Slimthistime · 03/07/2017 18:34

bimbo "They are saying it is rude to be invited to the ceremony, basically told to bugger off because they are not important enough for a meal and then invited back to a party. I thought that was abundantly clear ."

this is exactly it. It isn't "evening invites are rude". The rudeness is in the expectation - and yes I've had this, as a summons not an invitation - that you will be there at the church to swell the adoring crowd and then again at the evening do - but dog forbid they feed you in between.

as pp have said, there is a way of phrasing it on the invite that can make it clearer, but certainly the ones I've been invited to that way have involved long explanations of how much I am wanted at the church and the evening do but how problematic it is to feed me because of Great Aunt Mabel and then a list of things I could do for 5 hours inbetween.

as I said, I did it once when I was too young to know better but decided never to do it again. The worst thing was, the meal overran, so we arrived for the reception and were told by venue staff that we had to sit in the lobby. At this point, we realised there were about 6 of us. Of course we don't know who refused the invitation all together, but really, they couldn't find the money to feed 6 of us but they could find the money for what I know the bride spent on her dress?

The couple did email us the following day apologising - we'd waited about 45 minutes in the lobby - and saying "with hindsight we should have handled this differently" so props to them for that.

but as I say, I don't feel the need to attend the wedding of an acquaintance anyway, so now any reception invites are refused. I have had a few people ask why I can't attend though. I invent a wedding I'm already invited to. Save the Date is binned immediately. Unless you're one of my 5 or so closest friends, I don't see why I need to be there.

KentMum2008 · 03/07/2017 18:36

Things like this are the exact reason why DH and I got married in a registry office, with immediate family only and had lunch afterwards. We wanted to get married because we love each other and wanted to make a lasting commitment, I had no intention of worrying about anyone else's wishes. We had the most important people there and that was it. And it was a stress free, utterly perfect day.

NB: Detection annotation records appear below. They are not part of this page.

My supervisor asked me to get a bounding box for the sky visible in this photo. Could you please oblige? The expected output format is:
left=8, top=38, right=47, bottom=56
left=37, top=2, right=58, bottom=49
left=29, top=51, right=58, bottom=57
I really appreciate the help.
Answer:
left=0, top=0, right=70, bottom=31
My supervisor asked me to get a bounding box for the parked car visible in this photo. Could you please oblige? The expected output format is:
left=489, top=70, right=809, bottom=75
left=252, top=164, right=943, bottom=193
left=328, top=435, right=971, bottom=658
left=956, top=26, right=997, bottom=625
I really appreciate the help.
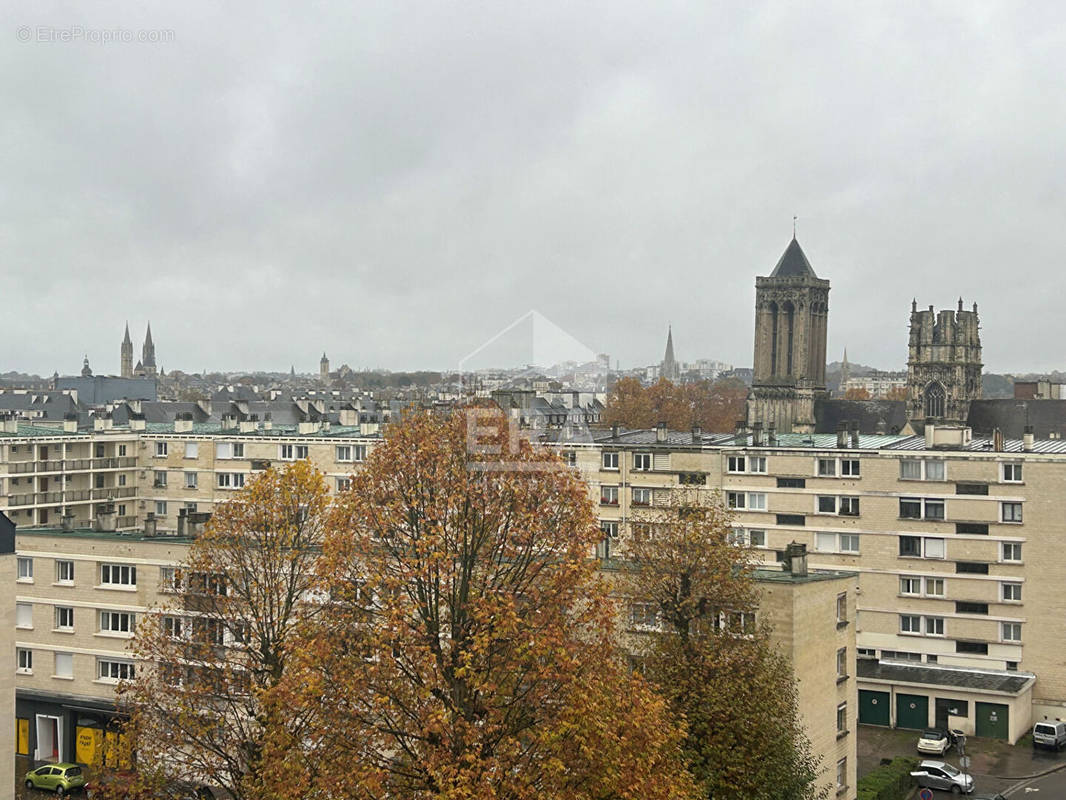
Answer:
left=910, top=762, right=973, bottom=795
left=918, top=727, right=955, bottom=755
left=26, top=763, right=85, bottom=796
left=1033, top=722, right=1066, bottom=750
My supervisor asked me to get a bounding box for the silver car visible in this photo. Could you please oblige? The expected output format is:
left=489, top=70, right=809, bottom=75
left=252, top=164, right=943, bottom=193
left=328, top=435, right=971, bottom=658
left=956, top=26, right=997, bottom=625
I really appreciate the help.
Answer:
left=910, top=762, right=973, bottom=795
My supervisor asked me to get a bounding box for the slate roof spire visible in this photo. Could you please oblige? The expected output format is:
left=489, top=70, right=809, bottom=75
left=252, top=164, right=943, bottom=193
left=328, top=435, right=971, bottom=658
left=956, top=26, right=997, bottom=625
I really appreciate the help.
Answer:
left=770, top=237, right=818, bottom=278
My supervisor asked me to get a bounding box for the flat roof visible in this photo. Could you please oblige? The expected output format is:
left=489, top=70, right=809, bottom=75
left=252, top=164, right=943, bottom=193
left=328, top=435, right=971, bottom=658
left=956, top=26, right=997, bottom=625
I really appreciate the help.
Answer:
left=856, top=658, right=1036, bottom=694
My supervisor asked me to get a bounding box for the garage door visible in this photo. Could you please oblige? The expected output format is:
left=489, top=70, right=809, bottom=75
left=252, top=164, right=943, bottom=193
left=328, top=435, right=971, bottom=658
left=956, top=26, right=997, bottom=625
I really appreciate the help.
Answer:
left=895, top=694, right=930, bottom=731
left=859, top=689, right=892, bottom=727
left=975, top=703, right=1011, bottom=739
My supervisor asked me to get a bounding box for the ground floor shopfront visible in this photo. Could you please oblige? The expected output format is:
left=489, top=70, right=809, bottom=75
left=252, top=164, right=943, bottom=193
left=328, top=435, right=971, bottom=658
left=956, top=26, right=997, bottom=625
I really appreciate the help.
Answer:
left=15, top=691, right=118, bottom=766
left=857, top=659, right=1036, bottom=743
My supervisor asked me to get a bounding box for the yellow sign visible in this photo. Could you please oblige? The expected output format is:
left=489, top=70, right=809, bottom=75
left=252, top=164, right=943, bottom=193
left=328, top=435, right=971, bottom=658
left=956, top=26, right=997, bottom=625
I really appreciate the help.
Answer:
left=75, top=725, right=103, bottom=764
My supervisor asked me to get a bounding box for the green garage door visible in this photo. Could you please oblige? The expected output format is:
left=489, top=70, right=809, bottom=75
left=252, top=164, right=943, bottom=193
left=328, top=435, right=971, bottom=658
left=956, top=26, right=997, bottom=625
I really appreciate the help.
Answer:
left=895, top=694, right=930, bottom=731
left=975, top=703, right=1011, bottom=739
left=859, top=689, right=892, bottom=727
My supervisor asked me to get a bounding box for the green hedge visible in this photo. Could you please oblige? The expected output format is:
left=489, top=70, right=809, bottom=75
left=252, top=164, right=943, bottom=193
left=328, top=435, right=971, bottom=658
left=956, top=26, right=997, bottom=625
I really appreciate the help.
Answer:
left=858, top=756, right=918, bottom=800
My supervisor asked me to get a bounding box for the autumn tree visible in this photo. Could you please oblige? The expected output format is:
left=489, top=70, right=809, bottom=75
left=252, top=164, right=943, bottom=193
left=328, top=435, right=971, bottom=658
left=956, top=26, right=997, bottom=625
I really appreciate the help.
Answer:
left=110, top=461, right=328, bottom=800
left=277, top=409, right=692, bottom=800
left=626, top=487, right=825, bottom=800
left=604, top=378, right=747, bottom=433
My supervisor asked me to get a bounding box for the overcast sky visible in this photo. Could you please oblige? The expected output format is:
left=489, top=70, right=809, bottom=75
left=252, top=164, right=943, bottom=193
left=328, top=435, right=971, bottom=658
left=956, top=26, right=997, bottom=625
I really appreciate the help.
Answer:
left=0, top=0, right=1066, bottom=374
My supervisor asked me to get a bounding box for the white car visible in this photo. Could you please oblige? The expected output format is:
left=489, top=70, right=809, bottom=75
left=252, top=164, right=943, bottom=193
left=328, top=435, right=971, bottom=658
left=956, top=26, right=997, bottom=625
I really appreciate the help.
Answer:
left=918, top=727, right=955, bottom=755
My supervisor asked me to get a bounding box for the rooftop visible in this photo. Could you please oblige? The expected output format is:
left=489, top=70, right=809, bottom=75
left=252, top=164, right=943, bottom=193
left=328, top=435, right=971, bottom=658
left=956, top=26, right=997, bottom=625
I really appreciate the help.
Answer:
left=856, top=658, right=1036, bottom=694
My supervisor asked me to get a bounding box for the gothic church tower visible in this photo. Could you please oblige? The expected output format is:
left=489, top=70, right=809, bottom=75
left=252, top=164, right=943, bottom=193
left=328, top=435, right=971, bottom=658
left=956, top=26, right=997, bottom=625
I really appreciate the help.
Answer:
left=747, top=237, right=829, bottom=433
left=118, top=322, right=133, bottom=378
left=907, top=298, right=984, bottom=425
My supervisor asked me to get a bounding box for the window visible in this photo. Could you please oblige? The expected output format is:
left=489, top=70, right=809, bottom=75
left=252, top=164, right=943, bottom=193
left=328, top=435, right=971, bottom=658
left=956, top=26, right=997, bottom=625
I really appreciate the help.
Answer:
left=96, top=658, right=133, bottom=683
left=900, top=575, right=922, bottom=596
left=55, top=606, right=74, bottom=630
left=100, top=611, right=133, bottom=634
left=159, top=566, right=184, bottom=594
left=100, top=564, right=136, bottom=587
left=52, top=653, right=74, bottom=677
left=1000, top=622, right=1021, bottom=642
left=629, top=603, right=659, bottom=630
left=55, top=560, right=74, bottom=583
left=1000, top=464, right=1021, bottom=483
left=215, top=473, right=247, bottom=489
left=1000, top=502, right=1021, bottom=523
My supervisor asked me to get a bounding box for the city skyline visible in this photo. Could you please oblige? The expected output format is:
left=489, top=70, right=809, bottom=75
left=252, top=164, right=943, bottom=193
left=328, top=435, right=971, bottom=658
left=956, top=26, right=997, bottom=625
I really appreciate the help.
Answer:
left=6, top=3, right=1066, bottom=372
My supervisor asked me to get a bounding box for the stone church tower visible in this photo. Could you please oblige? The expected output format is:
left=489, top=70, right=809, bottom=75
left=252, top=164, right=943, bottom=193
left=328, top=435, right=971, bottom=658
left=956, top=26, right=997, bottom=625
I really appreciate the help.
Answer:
left=907, top=298, right=983, bottom=425
left=119, top=322, right=133, bottom=378
left=747, top=237, right=829, bottom=433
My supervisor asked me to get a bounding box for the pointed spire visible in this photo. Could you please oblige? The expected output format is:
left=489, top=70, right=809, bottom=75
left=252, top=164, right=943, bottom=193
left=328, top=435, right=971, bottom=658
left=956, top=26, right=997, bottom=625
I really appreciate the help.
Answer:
left=770, top=238, right=818, bottom=278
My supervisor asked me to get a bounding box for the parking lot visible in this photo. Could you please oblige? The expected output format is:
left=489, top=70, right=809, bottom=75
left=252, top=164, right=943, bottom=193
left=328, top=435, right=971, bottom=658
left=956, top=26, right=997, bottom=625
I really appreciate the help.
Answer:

Slimthistime · 03/07/2017 18:39

mango - I can't understand why more people don't do what you did - even barring family and just having witnesses. The wedding is about the couple.

Mind you, I've sat through some odd stuff from priests/vicars/whatever about how the job of the friends is to support the marriage Confused

sodablackcurrant · 03/07/2017 18:41

mangomay.

Sounds wonderful. Some weddings are becoming quite bizarre these days with huge expectations on both the side of the couple and the guests.

Yours sounds perfect.

Dieu · 03/07/2017 18:54

What a piece of bloody nonsense, OP. YADNBU. Wine

origamiwarrior · 03/07/2017 19:03

There clearly is an A and a B list going on, and you're on the B list, but the fact they've extended the invite to the ceremony doesn't make being on the B list any worse - they are trying to accommodate you by offering as many options as they can (and since you you have now decided that you would prefer to go just to the ceremony, do you not see the irony that had they done what you seem to think is more 'appropriate' and just invited you to the evening do, it would have been evening do or fuck all, so not your preferred option at all)

KentMum2008 · 03/07/2017 19:20

I think the issue is that weddings have become for show more than anything else. We didn't even tell anyone (other than the people invited) until it had happened. I posted a pic of me and DH in all our wedding attire and then turned my phone off to enjoy the rest of the day!
It was about us, and only us. I'm actually getting a bit misty eyed thinking about it, I wish we could do it all over again.